REVIEW · NOTO ITALY
Noto: Farm to Fork in Sicily – Cooking Class in a Farm
Book on GetYourGuide →Operated by Azienda Agricola Tre Fontane · Bookable on GetYourGuide
Pasta, wine, and a real Sicilian farm. This 4-hour Noto cooking class at Azienda Agricola Tre Fontane takes you from a walk among the plants to hands-on pasta making, then finishes with the meal you helped create. I especially like how the hosts, Fabio and Annarella, teach you with farm-born ingredients and plain, practical tips. One thing to consider: it’s a bit rural, and you’ll meet at a panoramic spot and drive to the farm (so a car helps).
What makes this feel different is that the farm isn’t presented like a stage. It’s their home—an ancient plateau in the Noto hills—where they share Sicilian/Italian culinary heritage using what grows nearby, season after season. You’re in a small group (up to 10), and the live guide is English, which makes the whole experience easier to follow and enjoy.
Given the price of $169.93 per person and what you get (cooking instruction, tastings, a full shared meal, and local wine plus dessert and a homemade digestive), the value comes from the food and the setting working together, not from fancy extras.
In This Review
- Key things to know before you go
- Azienda Agricola Tre Fontane: Food taught from the ground up
- Meeting in the Noto hills (and the short drive to the farm)
- The farm walk: what you learn before you cook
- In the kitchen with Fabio and Annarella: pasta making plus seasonal Sicilian dishes
- Your meal at the end: tasting the farm (and drinking their wine)
- Price and value: what $169.93 per person gets you
- Who should book this Noto farm-to-fork class?

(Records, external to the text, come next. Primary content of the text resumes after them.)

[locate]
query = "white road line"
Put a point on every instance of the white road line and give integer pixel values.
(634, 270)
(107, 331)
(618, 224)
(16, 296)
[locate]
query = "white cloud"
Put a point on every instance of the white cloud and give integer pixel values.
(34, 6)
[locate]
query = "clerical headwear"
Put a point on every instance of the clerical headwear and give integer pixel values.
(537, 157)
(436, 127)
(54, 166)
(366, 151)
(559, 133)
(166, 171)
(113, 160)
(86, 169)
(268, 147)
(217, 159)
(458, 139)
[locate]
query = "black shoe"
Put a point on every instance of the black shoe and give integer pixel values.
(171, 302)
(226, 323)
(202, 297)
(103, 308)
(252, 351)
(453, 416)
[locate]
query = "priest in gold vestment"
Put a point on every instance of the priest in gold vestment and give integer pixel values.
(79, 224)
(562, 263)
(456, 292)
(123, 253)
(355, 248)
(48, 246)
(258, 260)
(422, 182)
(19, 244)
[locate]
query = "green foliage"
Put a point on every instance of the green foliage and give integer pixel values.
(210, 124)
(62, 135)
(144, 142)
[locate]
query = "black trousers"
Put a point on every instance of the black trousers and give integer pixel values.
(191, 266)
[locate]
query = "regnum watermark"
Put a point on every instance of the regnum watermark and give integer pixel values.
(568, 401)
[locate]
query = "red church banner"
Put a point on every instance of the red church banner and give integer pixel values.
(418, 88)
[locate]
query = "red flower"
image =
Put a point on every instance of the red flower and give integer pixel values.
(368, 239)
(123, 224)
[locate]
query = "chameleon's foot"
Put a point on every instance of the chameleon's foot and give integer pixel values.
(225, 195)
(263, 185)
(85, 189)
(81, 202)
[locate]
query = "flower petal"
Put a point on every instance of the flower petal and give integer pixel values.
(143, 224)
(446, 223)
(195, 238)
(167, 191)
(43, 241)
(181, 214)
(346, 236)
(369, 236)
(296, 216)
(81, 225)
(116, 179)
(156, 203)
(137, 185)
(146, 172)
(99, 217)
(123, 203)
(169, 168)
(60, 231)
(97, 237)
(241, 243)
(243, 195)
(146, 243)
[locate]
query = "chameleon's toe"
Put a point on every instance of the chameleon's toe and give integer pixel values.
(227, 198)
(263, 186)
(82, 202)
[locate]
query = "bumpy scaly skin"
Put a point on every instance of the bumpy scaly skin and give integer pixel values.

- Practical tips for your 4-hour day
- Should you book this farm-to-fork cooking class?
- FAQ
- How long is the cooking class in Noto?
- How many people are in the group?
- Is the tour taught in English?
- What happens during the 4 hours?
- Do you learn pasta making?
- Is lunch included?
- Is local wine included?
- What is not included?
- What is the cancellation policy?
Key things to know before you go

- A small group capped at 10 people keeps the class personal and questions easy
- Farm walk + tasting first, so you learn the ingredients before you cook
- Hands-on pasta making with Fabio and Annarella at their farm kitchen
- Seasonal Sicilian recipes tailored to what’s available locally
- Full shared meal with local wine, dessert, and a homemade digestive
- Meet at a panoramic spot and drive a short distance to the farm together
Azienda Agricola Tre Fontane: Food taught from the ground up

This is a farm-to-fork experience where you don’t just learn recipes—you learn the logic behind them. On this Noto cooking class, the day starts by grounding you in the ingredients grown on the property and nearby, which is exactly how Sicilian home cooking makes sense.
Fabio and Annarella run the farm and share what they’ve been working on since Annarella has been a bio farmer since 2007. That matters because the cooking instruction isn’t generic. It’s tied to the seasons and the real produce rhythm of the hills around Noto, so you leave with techniques you can actually repeat at home.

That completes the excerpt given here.